Monocular Reconstruction of Neural Tactile Fields
Pavan Mantripragada, Siddhanth Deshmukh, Eadom Dessalene, Manas Desai, Yiannis Aloimonos
TL;DR
This work addresses the need for interaction-aware 3D scene representations by introducing neural tactile fields, a dense 3D map from location to predicted tactile response that can be inferred from a single monocular RGB image. The method extends a Large Reconstruction Model (LRM) with a finetuned triplane decoder to jointly predict geometry and a 3D tactile field S(x), supervised by a new high-resolution visuotactile dataset acquired with GelSight pressure measurements. The authors demonstrate improved volumetric and surface reconstruction over state-of-the-art monocular methods and show that predicted tactile fields enable interaction-aware planning in which paths navigate deformable regions while avoiding rigid obstacles. This approach provides a practical pathway to safety and efficiency in planning under contact-rich conditions, such as agricultural robotics, by forecasting how objects will resist or yield to contact without online physical interaction.
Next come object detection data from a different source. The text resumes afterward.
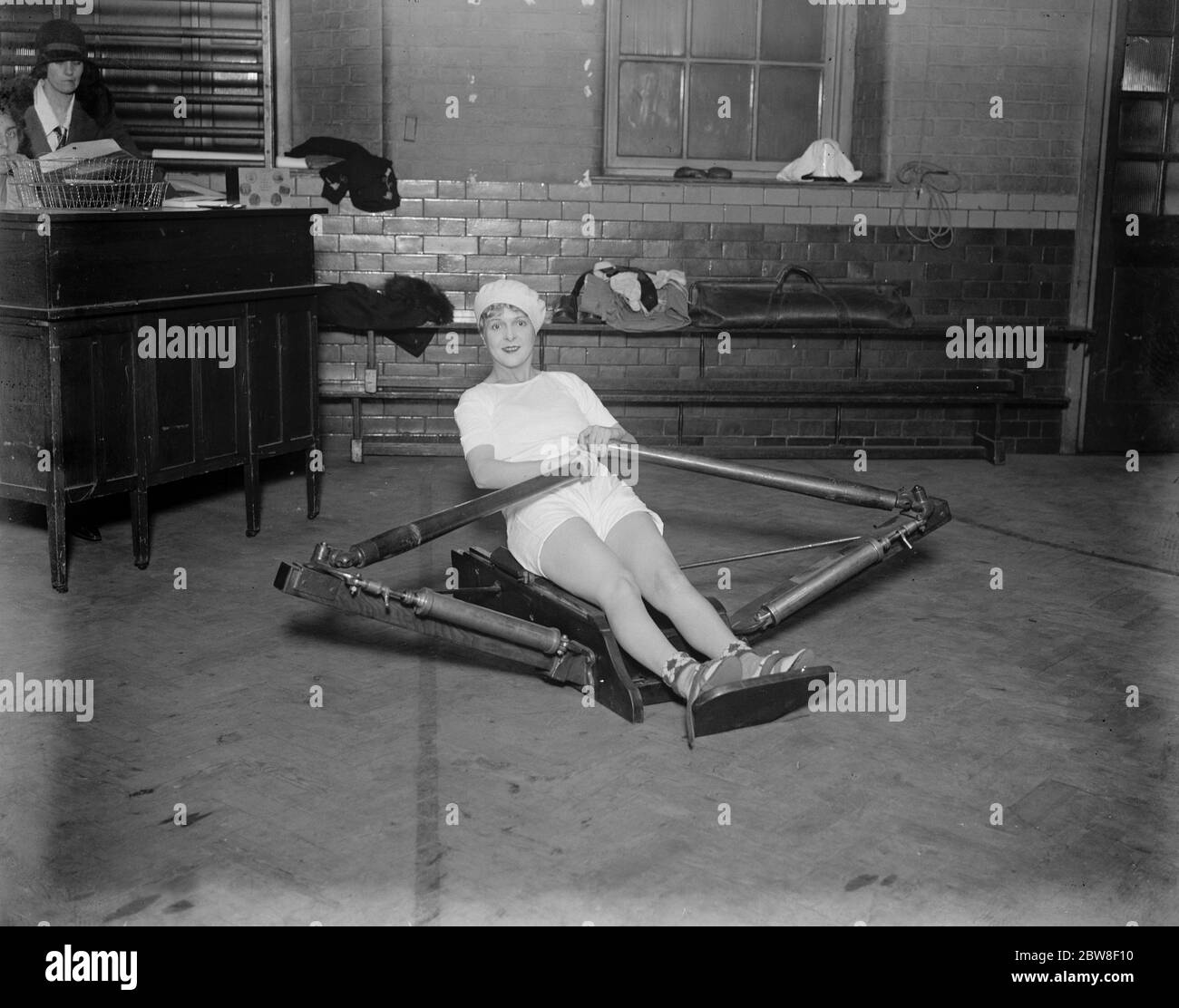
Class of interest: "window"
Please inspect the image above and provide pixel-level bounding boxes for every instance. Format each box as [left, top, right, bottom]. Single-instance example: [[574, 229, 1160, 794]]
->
[[0, 0, 287, 164], [604, 0, 855, 177]]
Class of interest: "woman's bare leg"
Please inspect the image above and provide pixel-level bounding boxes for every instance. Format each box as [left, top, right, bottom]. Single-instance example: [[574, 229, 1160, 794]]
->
[[540, 518, 678, 674], [606, 511, 737, 658]]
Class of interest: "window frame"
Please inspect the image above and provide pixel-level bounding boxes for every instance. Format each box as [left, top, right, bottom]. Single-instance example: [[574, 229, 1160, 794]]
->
[[0, 0, 291, 166], [602, 0, 856, 180]]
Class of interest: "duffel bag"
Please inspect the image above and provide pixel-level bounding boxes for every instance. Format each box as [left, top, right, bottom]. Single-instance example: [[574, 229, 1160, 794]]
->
[[690, 267, 912, 329]]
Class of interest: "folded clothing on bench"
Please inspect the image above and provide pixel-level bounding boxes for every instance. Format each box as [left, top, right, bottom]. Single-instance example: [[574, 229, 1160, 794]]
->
[[319, 276, 454, 357]]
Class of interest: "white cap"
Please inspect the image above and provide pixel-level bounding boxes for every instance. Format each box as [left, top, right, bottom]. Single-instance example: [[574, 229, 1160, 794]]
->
[[475, 279, 545, 331]]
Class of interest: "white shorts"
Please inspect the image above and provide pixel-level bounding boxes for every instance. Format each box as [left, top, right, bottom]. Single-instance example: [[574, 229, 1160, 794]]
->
[[507, 471, 663, 577]]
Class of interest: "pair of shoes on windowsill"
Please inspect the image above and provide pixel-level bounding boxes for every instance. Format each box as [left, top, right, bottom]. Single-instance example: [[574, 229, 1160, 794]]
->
[[672, 165, 734, 179]]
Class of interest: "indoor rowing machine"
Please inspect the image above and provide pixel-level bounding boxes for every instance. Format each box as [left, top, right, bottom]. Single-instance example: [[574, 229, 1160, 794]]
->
[[275, 444, 950, 736]]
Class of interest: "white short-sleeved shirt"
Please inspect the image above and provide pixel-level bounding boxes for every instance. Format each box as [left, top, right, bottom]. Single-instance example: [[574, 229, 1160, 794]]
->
[[454, 372, 663, 577], [454, 372, 618, 462]]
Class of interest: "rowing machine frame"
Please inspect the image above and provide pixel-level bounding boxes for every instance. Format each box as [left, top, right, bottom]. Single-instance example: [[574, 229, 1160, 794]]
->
[[275, 444, 950, 736]]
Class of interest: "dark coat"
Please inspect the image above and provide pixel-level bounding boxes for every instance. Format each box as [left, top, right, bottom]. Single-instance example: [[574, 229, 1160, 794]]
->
[[287, 137, 401, 213]]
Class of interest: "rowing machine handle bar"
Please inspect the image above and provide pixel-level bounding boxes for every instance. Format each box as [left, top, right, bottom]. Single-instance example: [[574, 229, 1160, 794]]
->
[[343, 473, 580, 567], [609, 441, 900, 510]]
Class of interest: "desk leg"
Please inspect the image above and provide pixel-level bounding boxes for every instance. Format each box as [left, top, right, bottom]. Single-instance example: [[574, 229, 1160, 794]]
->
[[245, 454, 262, 538], [131, 487, 151, 570], [304, 444, 323, 521], [44, 494, 70, 592]]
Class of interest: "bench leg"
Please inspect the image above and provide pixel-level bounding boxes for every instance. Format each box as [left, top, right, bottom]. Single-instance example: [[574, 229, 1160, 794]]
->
[[131, 486, 151, 570], [974, 402, 1007, 466], [349, 397, 365, 462], [303, 444, 323, 521]]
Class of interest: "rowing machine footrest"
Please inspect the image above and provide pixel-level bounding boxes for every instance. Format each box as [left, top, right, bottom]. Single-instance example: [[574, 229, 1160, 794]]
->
[[492, 546, 537, 585], [692, 665, 833, 736]]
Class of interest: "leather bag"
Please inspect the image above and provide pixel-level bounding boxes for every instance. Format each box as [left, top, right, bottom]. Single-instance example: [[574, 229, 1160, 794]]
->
[[690, 266, 912, 329]]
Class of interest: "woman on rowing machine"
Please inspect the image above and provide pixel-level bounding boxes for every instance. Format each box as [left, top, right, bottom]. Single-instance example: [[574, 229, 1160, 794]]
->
[[454, 279, 811, 731]]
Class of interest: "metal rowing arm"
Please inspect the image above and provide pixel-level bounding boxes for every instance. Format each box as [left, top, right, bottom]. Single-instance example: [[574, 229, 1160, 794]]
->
[[609, 443, 951, 636], [313, 474, 580, 567]]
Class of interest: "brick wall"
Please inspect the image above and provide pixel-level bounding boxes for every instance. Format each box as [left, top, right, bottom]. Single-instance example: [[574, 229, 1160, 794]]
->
[[860, 0, 1093, 193], [291, 0, 1092, 193], [296, 174, 1077, 452], [290, 0, 386, 153]]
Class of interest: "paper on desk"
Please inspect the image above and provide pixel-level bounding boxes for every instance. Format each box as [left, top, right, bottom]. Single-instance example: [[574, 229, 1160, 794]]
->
[[36, 141, 124, 172]]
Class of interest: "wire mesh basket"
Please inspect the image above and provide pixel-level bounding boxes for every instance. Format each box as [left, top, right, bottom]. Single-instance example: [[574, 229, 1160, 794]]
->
[[9, 157, 168, 210]]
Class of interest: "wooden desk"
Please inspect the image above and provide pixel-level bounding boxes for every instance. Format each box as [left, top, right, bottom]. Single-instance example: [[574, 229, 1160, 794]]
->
[[0, 210, 322, 592]]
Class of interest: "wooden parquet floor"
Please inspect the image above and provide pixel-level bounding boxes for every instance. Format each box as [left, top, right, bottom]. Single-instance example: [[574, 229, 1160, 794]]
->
[[0, 456, 1179, 926]]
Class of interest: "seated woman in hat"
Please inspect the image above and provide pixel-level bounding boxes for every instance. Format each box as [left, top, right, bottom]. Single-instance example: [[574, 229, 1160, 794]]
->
[[454, 279, 810, 737], [24, 20, 139, 157], [0, 92, 28, 210]]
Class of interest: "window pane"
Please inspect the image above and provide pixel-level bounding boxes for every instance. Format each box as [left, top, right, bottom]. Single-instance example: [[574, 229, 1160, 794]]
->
[[1121, 35, 1171, 92], [1113, 161, 1159, 213], [757, 66, 821, 164], [762, 0, 823, 63], [692, 0, 757, 59], [618, 60, 684, 158], [619, 0, 687, 55], [687, 63, 754, 160], [1117, 101, 1163, 153], [1163, 164, 1179, 217], [1126, 0, 1175, 32], [1167, 102, 1179, 154]]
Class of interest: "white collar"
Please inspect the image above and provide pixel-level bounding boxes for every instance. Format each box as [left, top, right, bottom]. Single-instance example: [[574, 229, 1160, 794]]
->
[[33, 80, 74, 150]]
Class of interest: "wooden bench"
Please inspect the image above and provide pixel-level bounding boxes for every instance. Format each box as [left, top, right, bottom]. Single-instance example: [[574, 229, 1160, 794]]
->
[[319, 323, 1092, 464]]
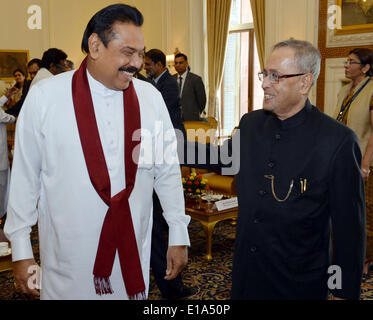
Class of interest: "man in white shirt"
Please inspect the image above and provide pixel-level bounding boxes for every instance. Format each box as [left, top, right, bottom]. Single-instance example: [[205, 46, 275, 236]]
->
[[5, 4, 190, 299], [0, 95, 16, 219]]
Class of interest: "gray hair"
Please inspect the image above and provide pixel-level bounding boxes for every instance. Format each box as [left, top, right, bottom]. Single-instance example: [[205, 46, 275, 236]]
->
[[272, 39, 321, 85]]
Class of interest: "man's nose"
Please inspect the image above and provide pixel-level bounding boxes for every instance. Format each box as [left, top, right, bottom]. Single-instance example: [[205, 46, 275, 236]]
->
[[262, 76, 272, 90]]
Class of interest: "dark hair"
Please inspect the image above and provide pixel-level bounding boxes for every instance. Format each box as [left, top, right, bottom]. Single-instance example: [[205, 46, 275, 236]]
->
[[41, 48, 67, 69], [27, 58, 42, 68], [145, 49, 166, 67], [82, 3, 144, 53], [13, 69, 26, 76], [175, 53, 188, 61], [66, 60, 74, 69], [349, 48, 373, 77]]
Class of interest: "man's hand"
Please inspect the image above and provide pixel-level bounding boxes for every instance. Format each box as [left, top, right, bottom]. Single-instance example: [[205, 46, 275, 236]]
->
[[164, 246, 188, 280], [13, 259, 40, 297]]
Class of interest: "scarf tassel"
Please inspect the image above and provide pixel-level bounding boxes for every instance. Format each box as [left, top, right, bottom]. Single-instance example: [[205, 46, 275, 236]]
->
[[94, 277, 114, 296]]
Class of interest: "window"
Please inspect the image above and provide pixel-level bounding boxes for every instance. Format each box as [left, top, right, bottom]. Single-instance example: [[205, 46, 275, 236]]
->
[[220, 0, 263, 136]]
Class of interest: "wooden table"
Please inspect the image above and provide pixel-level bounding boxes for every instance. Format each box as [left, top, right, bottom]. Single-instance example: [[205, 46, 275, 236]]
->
[[185, 200, 238, 261]]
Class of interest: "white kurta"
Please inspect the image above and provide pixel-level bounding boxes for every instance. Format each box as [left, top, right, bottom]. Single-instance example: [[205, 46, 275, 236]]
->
[[5, 71, 190, 299], [0, 102, 16, 218]]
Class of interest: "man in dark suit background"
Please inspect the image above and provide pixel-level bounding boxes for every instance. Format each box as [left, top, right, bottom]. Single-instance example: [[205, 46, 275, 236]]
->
[[174, 53, 206, 121], [144, 49, 195, 300], [144, 49, 184, 131]]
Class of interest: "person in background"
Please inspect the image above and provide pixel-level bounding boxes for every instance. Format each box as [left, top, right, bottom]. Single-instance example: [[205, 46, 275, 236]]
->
[[0, 96, 16, 222], [30, 48, 67, 87], [144, 49, 196, 300], [334, 48, 373, 282], [5, 69, 30, 109], [174, 53, 206, 121], [66, 60, 75, 71], [27, 58, 42, 81]]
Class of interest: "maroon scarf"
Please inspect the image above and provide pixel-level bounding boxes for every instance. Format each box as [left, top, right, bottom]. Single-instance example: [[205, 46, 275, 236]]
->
[[72, 59, 145, 299]]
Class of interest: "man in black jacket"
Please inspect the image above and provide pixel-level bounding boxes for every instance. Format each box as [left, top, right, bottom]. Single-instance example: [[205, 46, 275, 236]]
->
[[174, 53, 206, 121], [144, 49, 194, 300], [186, 40, 366, 300]]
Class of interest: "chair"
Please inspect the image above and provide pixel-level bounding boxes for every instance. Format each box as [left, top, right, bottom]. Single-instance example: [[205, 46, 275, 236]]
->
[[181, 121, 216, 177], [182, 121, 237, 197]]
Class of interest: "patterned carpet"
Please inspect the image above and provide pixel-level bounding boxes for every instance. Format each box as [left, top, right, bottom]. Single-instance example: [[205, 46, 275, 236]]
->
[[0, 221, 373, 300]]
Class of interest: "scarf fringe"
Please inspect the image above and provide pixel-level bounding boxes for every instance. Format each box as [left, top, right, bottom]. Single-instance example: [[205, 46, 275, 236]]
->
[[128, 291, 148, 300], [94, 277, 114, 296]]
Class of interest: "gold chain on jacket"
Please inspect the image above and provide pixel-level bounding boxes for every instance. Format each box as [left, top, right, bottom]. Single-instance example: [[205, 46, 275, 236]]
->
[[264, 175, 294, 202]]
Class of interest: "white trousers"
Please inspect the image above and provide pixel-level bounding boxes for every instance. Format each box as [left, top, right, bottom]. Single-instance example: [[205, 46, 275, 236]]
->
[[0, 168, 10, 218]]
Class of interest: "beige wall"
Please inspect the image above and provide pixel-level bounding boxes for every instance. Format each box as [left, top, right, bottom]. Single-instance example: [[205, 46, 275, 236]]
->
[[0, 0, 205, 90]]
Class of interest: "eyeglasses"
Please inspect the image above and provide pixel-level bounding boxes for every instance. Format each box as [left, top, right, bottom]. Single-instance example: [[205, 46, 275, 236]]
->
[[344, 60, 362, 66], [258, 71, 305, 83]]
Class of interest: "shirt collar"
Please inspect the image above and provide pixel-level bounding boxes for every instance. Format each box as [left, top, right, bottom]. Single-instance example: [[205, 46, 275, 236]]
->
[[154, 68, 167, 83], [273, 99, 312, 129], [87, 69, 121, 96]]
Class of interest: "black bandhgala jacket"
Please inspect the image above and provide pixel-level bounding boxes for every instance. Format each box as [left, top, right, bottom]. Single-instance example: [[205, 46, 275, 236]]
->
[[228, 101, 366, 300]]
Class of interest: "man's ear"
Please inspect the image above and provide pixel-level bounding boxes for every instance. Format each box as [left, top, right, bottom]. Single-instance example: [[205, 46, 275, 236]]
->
[[301, 73, 314, 94], [361, 64, 370, 74], [88, 33, 103, 60]]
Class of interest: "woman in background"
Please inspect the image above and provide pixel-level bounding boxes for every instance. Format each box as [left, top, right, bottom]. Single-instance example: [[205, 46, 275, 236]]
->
[[335, 48, 373, 282], [6, 69, 26, 109]]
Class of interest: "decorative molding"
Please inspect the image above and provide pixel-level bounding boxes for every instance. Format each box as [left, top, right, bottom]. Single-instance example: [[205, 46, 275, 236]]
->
[[326, 0, 373, 48], [324, 58, 348, 116]]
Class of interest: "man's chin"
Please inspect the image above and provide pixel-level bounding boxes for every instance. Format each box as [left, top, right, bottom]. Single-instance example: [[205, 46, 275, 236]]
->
[[263, 101, 274, 111]]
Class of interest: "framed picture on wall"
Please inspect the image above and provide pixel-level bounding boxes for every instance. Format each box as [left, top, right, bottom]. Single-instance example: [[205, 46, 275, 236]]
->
[[326, 0, 373, 48], [335, 0, 373, 35], [0, 50, 29, 80]]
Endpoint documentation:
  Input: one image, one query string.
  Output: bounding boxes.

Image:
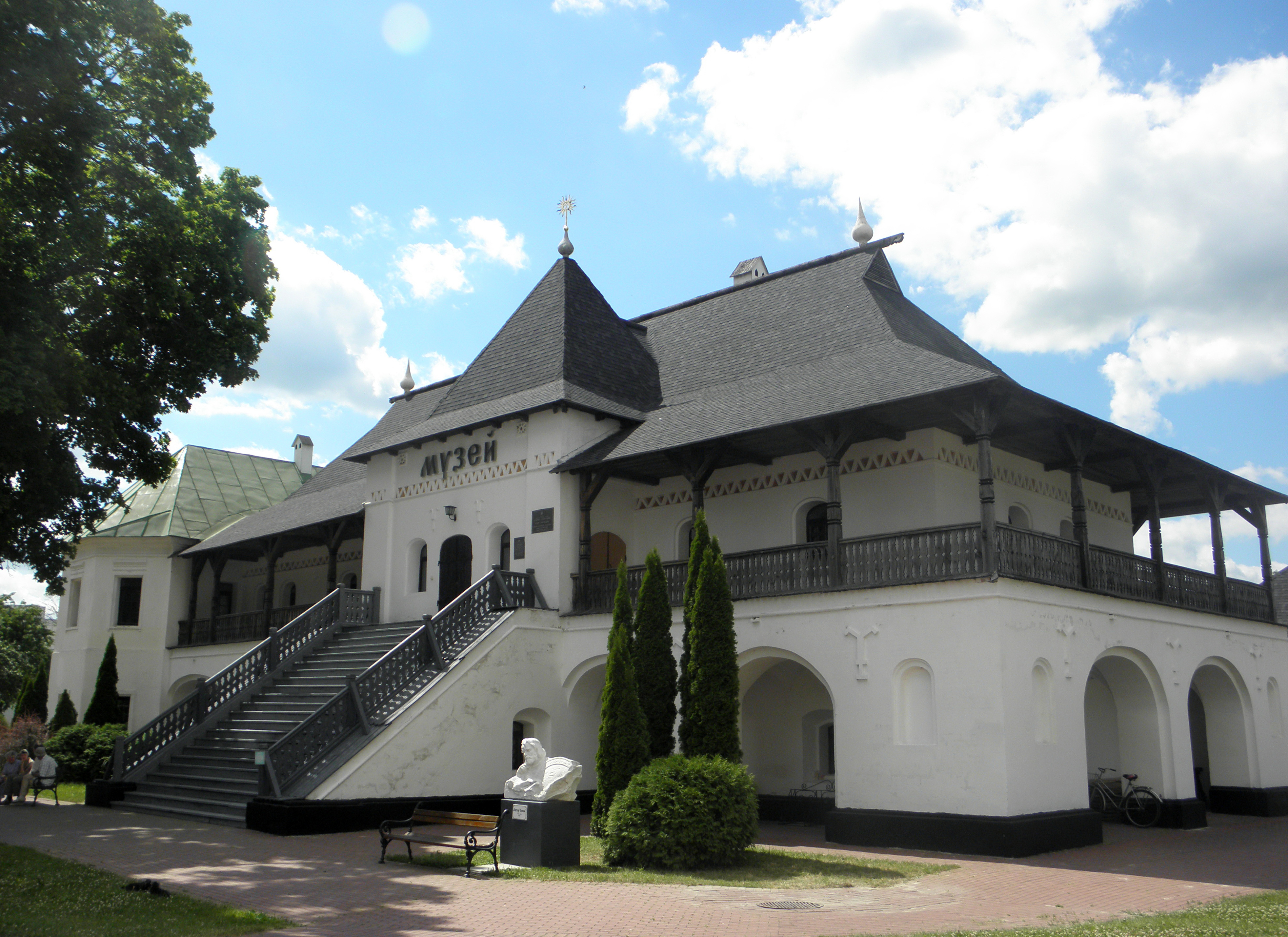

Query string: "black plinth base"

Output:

The work also contributes a dataset and a scalable training framework that can initialize more advanced physically grounded reconstructions.
Abstract
Robots operating in the real world must plan through environments that deform, yield, and reconfigure under contact, requiring interaction-aware 3D representations that extend beyond static geometric occupancy. To address this, we introduce neural tactile fields, a novel 3D representation that maps spatial locations to the expected tactile response upon contact. Our model predicts these neural tactile fields from a single monocular RGB image -- the first method to do so. When integrated with off-the-shelf path planners, neural tactile fields enable robots to generate paths that avoid high-resistance objects while deliberately routing through low-resistance regions (e.g. foliage), rather than treating all occupied space as equally impassable. Empirically, our learning framework improves volumetric 3D reconstruction by $85.8\%$ and surface reconstruction by $26.7\%$ compared to state-of-the-art monocular 3D reconstruction methods (LRM and Direct3D).